DVD Video Authoring

by Irene Koo

February 6, 1997.

Introduction

Authoring is generally defined as the processes of preparing contents, encoding video and audio, and creating the final DVD title image. Sometimes, the term "pre-mastering" and "authoring" are interchanged. Figure 1 illustrates the flow of the pre-mastering process. However, authoring is actually the processing of laying out multiple audio tracks and a video track, generating sub-titles, menu pages, parental lock-out features, interactive functions such as program search, time search, seamless play, and pause, and final MPEG editing of video and audio. That is, the "Multiplexing" process in pre-mastering. Since authoring is always performed along with encoding and disc formatting, it is, in many cases, referred as the entire pre-mastering process.
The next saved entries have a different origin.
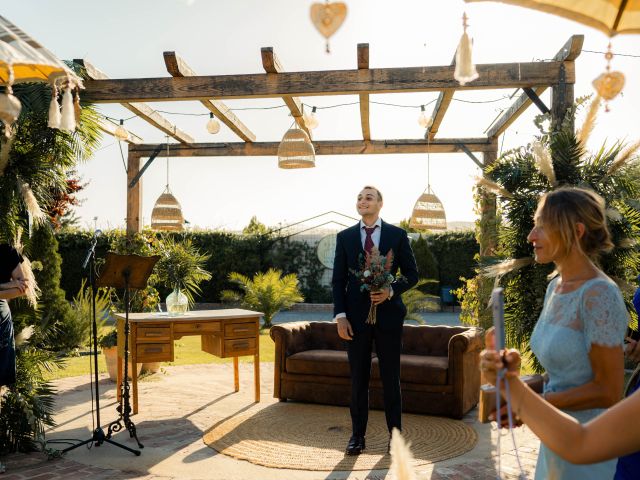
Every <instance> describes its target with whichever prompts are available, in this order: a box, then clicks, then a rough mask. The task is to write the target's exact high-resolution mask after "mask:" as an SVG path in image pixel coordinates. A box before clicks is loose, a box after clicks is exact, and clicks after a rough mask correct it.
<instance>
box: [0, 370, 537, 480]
mask: <svg viewBox="0 0 640 480" xmlns="http://www.w3.org/2000/svg"><path fill="white" fill-rule="evenodd" d="M261 384H262V387H261V388H262V390H261V398H262V401H263V402H275V401H277V400H275V399H273V398H272V394H273V389H272V386H273V365H272V364H267V363H263V364H262V365H261ZM56 385H57V388H58V397H57V402H58V403H57V412H58V413H57V415H56V421H57V422H58V426H57V427H56V428H54V429H52V430H51V431H50V432H48V434H47V439H48V440H55V439H58V440H59V439H87V438H89V437H90V436H91V433H90V432H91V430H92V428H93V427H92V418H91V414H90V410H91V394H90V384H89V379H88V378H85V377H73V378H66V379H62V380H59V381H57V382H56ZM139 388H140V413H139V414H138V415H135V416H134V417H133V421H134V423H135V424H136V427H137V429H138V436H139V438H140V441H141V442H142V443H143V444H144V447H145V448H144V449H143V450H142V455H141V456H140V457H136V456H135V455H133V454H131V453H129V452H127V451H125V450H123V449H120V448H118V447H115V446H113V445H109V444H104V445H102V446H100V447H94V448H92V449H90V450H89V449H87V448H86V447H80V448H77V449H75V450H73V451H71V452H69V453H68V454H66V455H65V456H64V457H63V458H58V459H53V460H47V458H46V456H45V455H43V454H29V455H25V454H16V455H11V456H9V457H5V458H3V462H4V463H6V465H7V472H6V473H5V474H4V475H2V477H1V478H2V480H18V479H20V480H22V479H38V480H58V479H60V480H62V479H65V480H66V479H95V480H101V479H115V478H117V479H145V480H147V479H158V480H159V479H180V480H183V479H209V480H210V479H238V480H244V479H247V480H249V479H251V480H257V479H260V480H262V479H264V480H271V479H300V480H316V479H322V480H345V479H349V480H365V479H369V480H382V479H384V478H391V474H389V473H388V472H387V471H386V470H374V471H370V472H362V471H359V472H344V471H331V472H312V471H302V470H284V469H272V468H266V467H262V466H260V465H254V464H252V463H249V462H245V461H241V460H235V459H233V458H231V457H227V456H225V455H222V454H220V453H218V452H216V451H215V450H213V449H211V448H209V447H208V446H207V445H205V444H204V442H203V440H202V435H203V432H204V431H206V430H207V429H209V428H211V427H212V426H213V425H214V424H216V423H217V422H221V421H224V420H225V419H226V418H229V417H231V416H233V415H235V414H238V413H241V412H243V411H244V410H246V409H247V408H249V407H250V406H251V405H253V403H252V402H253V367H252V364H251V363H241V364H240V392H238V393H235V392H233V368H232V365H231V364H217V365H215V364H210V365H187V366H180V367H165V368H164V369H163V372H161V373H158V374H155V375H153V376H150V377H147V378H146V379H143V380H142V381H141V382H140V383H139ZM100 391H101V400H100V401H101V421H102V424H103V426H104V425H106V424H107V423H108V422H110V421H112V420H115V419H116V418H117V414H116V411H115V407H116V401H115V398H116V389H115V384H114V383H112V382H110V381H109V380H108V379H107V378H106V376H101V380H100ZM344 414H345V415H347V416H348V415H349V411H348V409H347V408H345V409H344ZM476 415H477V412H476V411H475V410H473V411H472V412H470V413H469V414H468V415H467V416H466V418H465V419H464V421H465V422H467V423H469V424H470V425H472V426H473V428H474V429H475V430H476V431H477V432H478V437H479V441H478V444H477V445H476V447H475V448H474V449H473V450H471V451H470V452H468V453H467V454H465V455H463V456H460V457H456V458H452V459H449V460H446V461H444V462H438V463H436V464H433V465H429V466H426V467H421V468H420V469H419V470H418V472H417V476H418V478H419V479H432V480H454V479H456V480H459V479H478V480H485V479H487V480H488V479H495V478H496V471H497V466H496V465H497V463H496V462H497V459H496V457H495V445H496V438H497V437H496V435H497V431H496V430H495V429H494V428H491V427H490V426H489V425H483V424H479V423H478V422H477V421H476V420H475V418H476ZM503 435H504V434H503ZM114 440H115V441H118V442H120V443H123V444H125V445H128V446H131V447H135V442H134V441H133V440H132V439H130V438H129V435H128V433H126V432H120V433H118V434H116V435H115V436H114ZM346 441H347V438H345V443H346ZM516 441H517V444H518V447H519V452H520V460H521V463H522V466H523V469H524V471H525V473H526V475H527V478H532V476H533V471H534V467H535V459H536V455H537V449H538V440H537V438H536V437H535V436H534V435H533V434H532V433H531V432H530V431H529V430H528V429H527V428H526V427H525V428H519V429H517V431H516ZM50 446H52V447H54V448H64V445H59V444H51V445H50ZM502 450H503V454H502V456H501V470H502V478H504V479H515V478H518V472H519V469H518V464H517V461H516V457H515V455H514V451H513V448H512V443H511V439H510V438H509V437H507V436H503V437H502Z"/></svg>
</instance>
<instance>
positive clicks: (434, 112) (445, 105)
mask: <svg viewBox="0 0 640 480" xmlns="http://www.w3.org/2000/svg"><path fill="white" fill-rule="evenodd" d="M451 65H453V66H454V67H455V65H456V55H455V54H454V55H453V59H452V60H451ZM454 93H455V90H442V91H441V92H440V95H438V100H437V101H436V106H435V107H433V113H431V119H432V123H431V126H430V127H429V128H427V131H426V132H425V133H424V138H429V141H431V140H433V139H434V138H435V136H436V133H438V129H439V128H440V124H441V123H442V120H443V119H444V114H445V113H447V109H448V108H449V105H450V104H451V100H452V99H453V94H454Z"/></svg>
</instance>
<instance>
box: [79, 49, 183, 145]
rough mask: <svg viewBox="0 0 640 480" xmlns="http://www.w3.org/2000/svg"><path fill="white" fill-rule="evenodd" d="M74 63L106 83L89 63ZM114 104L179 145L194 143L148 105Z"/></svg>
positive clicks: (104, 74) (133, 102)
mask: <svg viewBox="0 0 640 480" xmlns="http://www.w3.org/2000/svg"><path fill="white" fill-rule="evenodd" d="M74 62H75V63H78V64H79V65H82V66H83V67H84V69H85V71H86V72H87V76H88V77H89V78H90V79H91V80H95V81H98V82H104V81H108V78H109V77H108V76H107V75H106V74H105V73H104V72H102V71H101V70H99V69H98V68H96V67H95V66H93V65H92V64H91V63H90V62H88V61H86V60H84V59H76V60H74ZM116 103H120V104H122V106H123V107H124V108H126V109H127V110H129V111H131V112H133V113H134V114H135V115H137V116H138V117H140V118H141V119H143V120H145V121H146V122H148V123H150V124H151V125H153V126H154V127H156V128H157V129H159V130H161V131H163V132H164V133H166V134H167V135H169V136H170V137H173V138H175V139H176V140H178V141H179V142H181V143H193V142H194V139H193V137H191V136H190V135H188V134H186V133H185V132H183V131H182V130H180V129H179V128H177V127H176V126H175V125H173V124H172V123H171V122H169V120H167V119H166V118H164V117H163V116H162V115H160V114H159V113H158V112H156V111H155V110H154V109H153V108H151V107H149V106H148V105H145V104H144V103H134V102H125V101H122V102H116Z"/></svg>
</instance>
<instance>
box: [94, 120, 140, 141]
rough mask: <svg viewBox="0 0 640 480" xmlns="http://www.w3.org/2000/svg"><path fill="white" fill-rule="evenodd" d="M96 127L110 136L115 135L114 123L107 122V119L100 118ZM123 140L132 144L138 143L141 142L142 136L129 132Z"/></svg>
mask: <svg viewBox="0 0 640 480" xmlns="http://www.w3.org/2000/svg"><path fill="white" fill-rule="evenodd" d="M98 128H99V129H100V130H102V131H103V132H104V133H108V134H109V135H111V136H112V137H115V136H116V125H114V124H113V123H111V122H108V121H107V120H100V122H99V123H98ZM127 131H128V130H127ZM125 141H126V142H127V143H130V144H133V145H139V144H141V143H142V142H143V140H142V138H140V137H139V136H138V135H136V134H135V133H133V132H129V138H128V139H127V140H125Z"/></svg>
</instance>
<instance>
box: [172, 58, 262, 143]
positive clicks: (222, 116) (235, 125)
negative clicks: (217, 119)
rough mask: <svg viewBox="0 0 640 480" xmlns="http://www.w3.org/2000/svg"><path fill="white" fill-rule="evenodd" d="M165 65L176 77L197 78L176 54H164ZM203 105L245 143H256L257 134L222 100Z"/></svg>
mask: <svg viewBox="0 0 640 480" xmlns="http://www.w3.org/2000/svg"><path fill="white" fill-rule="evenodd" d="M163 55H164V64H165V65H166V67H167V71H168V72H169V73H170V74H171V75H172V76H174V77H195V76H196V73H195V72H194V71H193V70H192V69H191V67H189V65H187V63H186V62H185V61H184V60H183V59H182V58H181V57H180V56H179V55H178V54H176V52H164V53H163ZM200 103H202V104H203V105H204V106H205V107H206V108H207V109H208V110H209V111H210V112H211V113H213V114H214V115H215V116H216V117H217V118H218V119H219V120H220V121H221V122H222V123H224V124H225V125H226V126H227V127H229V128H230V129H231V131H232V132H234V133H235V134H236V135H238V136H239V137H240V138H241V139H243V140H244V141H245V142H255V140H256V136H255V134H254V133H253V132H252V131H251V130H249V128H248V127H247V126H246V125H245V124H244V123H242V122H241V121H240V119H239V118H238V117H236V115H235V114H234V113H233V112H232V111H231V109H230V108H229V107H228V106H227V105H225V104H224V103H223V102H221V101H220V100H214V99H209V100H203V101H201V102H200Z"/></svg>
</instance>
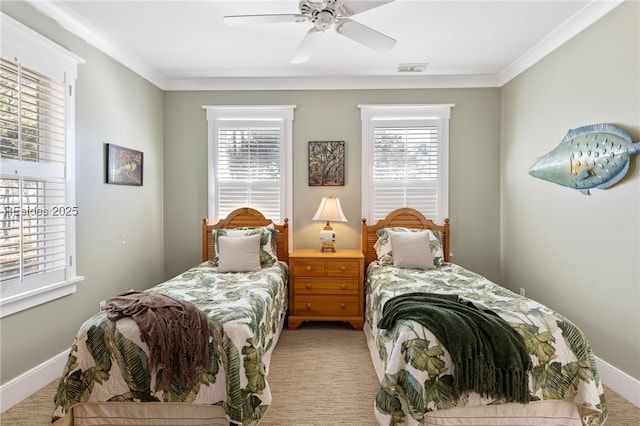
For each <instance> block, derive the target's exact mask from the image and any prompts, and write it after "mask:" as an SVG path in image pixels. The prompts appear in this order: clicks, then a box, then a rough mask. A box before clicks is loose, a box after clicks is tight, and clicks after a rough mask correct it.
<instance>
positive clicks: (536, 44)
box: [496, 0, 624, 87]
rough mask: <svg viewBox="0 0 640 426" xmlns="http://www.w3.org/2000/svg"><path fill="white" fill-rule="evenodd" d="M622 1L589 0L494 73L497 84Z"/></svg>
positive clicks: (594, 21) (613, 0)
mask: <svg viewBox="0 0 640 426" xmlns="http://www.w3.org/2000/svg"><path fill="white" fill-rule="evenodd" d="M623 2H624V0H593V1H591V2H590V3H589V4H587V5H586V6H585V7H583V8H582V9H581V10H580V11H579V12H577V13H576V14H575V15H573V16H572V17H571V18H569V19H567V20H566V21H565V22H564V23H563V24H562V25H560V26H559V27H558V28H556V29H555V30H554V31H553V32H552V33H550V34H549V35H548V36H547V37H545V38H544V39H542V40H541V41H540V42H539V43H538V44H536V45H535V46H534V47H533V48H531V50H529V51H528V52H527V53H525V54H524V55H522V56H520V57H519V58H518V59H516V60H515V61H514V62H512V63H511V64H509V65H508V66H507V67H506V68H505V69H504V70H502V71H501V72H500V73H498V75H496V79H497V81H498V85H499V86H500V87H502V86H504V85H505V84H507V83H508V82H509V81H511V80H513V79H514V78H515V77H517V76H518V75H520V74H521V73H523V72H524V71H526V70H527V69H529V68H530V67H532V66H533V65H534V64H535V63H537V62H538V61H540V60H541V59H542V58H544V57H545V56H547V55H548V54H549V53H551V52H553V51H554V50H556V49H557V48H559V47H560V46H562V45H563V44H564V43H566V42H567V41H569V40H570V39H571V38H573V37H574V36H576V35H577V34H578V33H580V32H582V31H583V30H584V29H586V28H587V27H589V26H590V25H591V24H593V23H594V22H596V21H597V20H599V19H600V18H602V17H603V16H605V15H606V14H607V13H609V12H611V11H612V10H613V9H615V8H616V7H618V6H619V5H620V4H621V3H623Z"/></svg>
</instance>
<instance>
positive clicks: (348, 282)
mask: <svg viewBox="0 0 640 426" xmlns="http://www.w3.org/2000/svg"><path fill="white" fill-rule="evenodd" d="M359 286H360V280H359V279H358V278H335V279H332V280H327V279H320V278H306V277H301V278H298V279H296V280H295V282H294V289H293V290H294V291H295V293H296V294H354V295H357V294H358V290H359Z"/></svg>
In any case, content providers, using sophisticated authoring tools, can create high quality interactive DVD titles.

Figure 1. The Pre-mastering Process Flow

Material Preparations

The first to authoring is the collection of materials. These materials include video, audio, still images, and sub-pictures. Video source is the CCIR-601 video originated from films. It usually has 30 frames/sec. Audio includes the surround track and up to 8 different language tracks of the title. All language tracks must be compared for level, mix, and equalization so that seamless switching between languages can be achieved. The purpose of still images is to provide break points in the title, so that search functions and other interactive functions can be achieved. The preparations of still images include identifying breakpoints in the video, defining the time duration of the images, as well as generating the still images either from the video source or from graphic artists. Sub-pictures are bitmaps to be overlaid with video frames. They include menus, sub-titles, graphics, and simple animation. Each sub-picture is created using only 4 of the 16 color palettes defined for the title. The format for sub-pictures must be some standard computer image format such as TIFF, GIF, or BMP. Once created, their start and stop time must be defined in order to synchronized with their associated video and audio elements. The maximum number of sub-pictures in the title is 32. Sub-pictures are categorized as foreground, background, emphasis-1, and emphasis-2. Once all media elements are prepared, they will be catalogued and made ready for the next phase.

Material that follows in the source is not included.